The other wolf is full of anger. The littlest thing will set her off in a fit of rage. She fights anyone, any time, for no reason. She is full of envy, greed, anger, regret, self-pity, false pride and resentment.
The two wolves vie for my attention and energy; whichever one I feed will dominate. Seeing Lucy reminded me that last week I had been feeding the angry wolf.
A series of unexpected events marked the week; each day brought new challenges—schedule changes, phone calls and emails to communicate among family members, and lots of uncertainty. I was frustrated, angry, concerned and scared. It was a week where I was reminded of how little control I actually have.
Unanticipated events are not new for me; I have had lots of them over the course of my life—opportunities to practice adjusting my expectations and letting go. I would say I am better at it now than when I was young, but I still have a long way to go.
One thing I have learned about unanticipated events is that I can make a choice in how I react. I can resist the change and hold onto how I think things should have been—and become an angry, resentful pile of self-pity. Or I can let go and accept that things have changed and I need to adjust my expectations.

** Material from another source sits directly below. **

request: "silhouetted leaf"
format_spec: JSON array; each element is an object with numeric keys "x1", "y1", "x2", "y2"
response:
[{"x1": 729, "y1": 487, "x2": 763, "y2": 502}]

A downside of choosing the former is that while I am focused on what I cannot change, I can I miss the good things that are happening right in front of me.
For example, on Friday evening, my mother invited me for dinner and gave me some things I need for my house. And when I got home from dinner, a package greeted me—a gift from my friend Michele who is living in Japan. Gratitude triumphed over self-pity. Agitation and snarling were replaced by appreciation and delight.
In the midst of upheaval, gifts continue to be offered. I need to let go of my expectations, live in the moment and be grateful—or else I may end up like Lucy.